Comment l’abus d’alcool altère la flexibilité cognitive du cerveau

Par Stanislas Deve

La consommation excessive d’alcool compromet certaines fonctions essentielles du cerveau, comme la flexibilité cognitive, perturbant ainsi nos facultés d’apprentissage et d’adaptation, selon des chercheurs.

Ekaterina Chizhevskaya / istock
Des chercheurs ont découvert que l’abus d’alcool perturbe les schémas de décharge "explosion-pause" des interneurones cholinergiques (CINs) du striatum, qui régulent la libération d’acétylcholine, un neurotransmetteur crucial pour l’adaptation.
L’altération de ces schémas compromet des processus clés comme l’apprentissage inversé, essentiel pour s’adapter à de nouvelles situations.
Cette recherche ouvre des pistes pour restaurer ces dynamiques et développer des thérapies ciblant les troubles cognitifs liés à l’abus d’alcool.

Les troubles liés à la consommation d’alcool touchent environ 400 millions de personnes dans le monde, engendrant des maladies graves telles que le cancer, les maladies cardiovasculaires, hépatiques et les accidents vasculaires cérébraux.

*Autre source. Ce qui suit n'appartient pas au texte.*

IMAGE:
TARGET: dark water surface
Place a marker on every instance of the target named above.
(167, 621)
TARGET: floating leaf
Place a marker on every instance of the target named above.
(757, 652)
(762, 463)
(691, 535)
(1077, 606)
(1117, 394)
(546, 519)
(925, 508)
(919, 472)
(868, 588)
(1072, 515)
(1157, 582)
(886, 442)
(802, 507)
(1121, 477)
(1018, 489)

Outre ces conséquences physiques, l’alcoolodépendance perturbe profondément les fonctions cognitives essentielles, notamment la flexibilité cognitive, indispensable pour apprendre, mémoriser et s’adapter.

Dans une étude publiée dans la revue Science Advances, des chercheurs du Texas A&M College of Medicine, aux Etats-Unis, ont récemment mis en lumière l’impact de l’alcool sur les voies de signalisation neuronales, en se concentrant sur les interneurones cholinergiques (CINs) du striatum, le cœur du système de récompense.

Les CINs, gardiens du système de récompense

Les interneurones cholinergiques régulent la libération d’acétylcholine, un neurotransmetteur clé. Ils jouent un rôle crucial en filtrant les stimuli qui activent les neurones à dopamine, moteur du système de récompense. D’après l’étude, les CINs agissent comme des gardiens, modulant les réponses dopaminergiques aux stimuli.

Dans des modèles animaux exposés à l’alcool, les scientifiques ont observé une altération significative du modèle "explosion-pause" (burst-pause) des CINs. Normalement, ce schéma comporte une décharge rapide suivie d’une pause, élément essentiel à l’apprentissage et à l’adaptation. Or, l’exposition chronique à l’alcool réduit et affaiblit ces pauses, compromettant des processus clés comme l’apprentissage inversé (reversal learning).

L’apprentissage inversé, un pilier de la flexibilité cognitive

L’apprentissage inversé consiste à désapprendre des comportements lorsque les règles ou circonstances changent. Ce processus repose fortement sur le signalement par l’acétylcholine, perturbé par l’alcool. En combinant des outils comme l’optogénétique et la photométrie à fibres, les chercheurs ont exploré les rôles distincts des phases "explosion" et "pause". La phase "explosion", augmentant la libération d’acétylcholine, favorise l’extinction d’anciens comportements. La phase "pause", en diminuant cette libération, est cruciale pour remplacer ces comportements par de nouveaux, un élément décisif pour l’adaptation.

Cette étude offre des perspectives prometteuses pour cibler les dérèglements liés à l’alcoolodépendance. En rétablissant les dynamiques "burst-pause" des CINs, il pourrait être possible d’améliorer la flexibilité cognitive et d’atténuer les troubles causés par l’alcool. "Ces mécanismes jouent un rôle clé dans l’adaptabilité comportementale", soulignent les chercheurs dans un communiqué. Ils prévoient de poursuivre leurs travaux pour comprendre comment ces dynamiques influencent également d’autres conditions, telles que le vieillissement et les maladies neurodégénératives.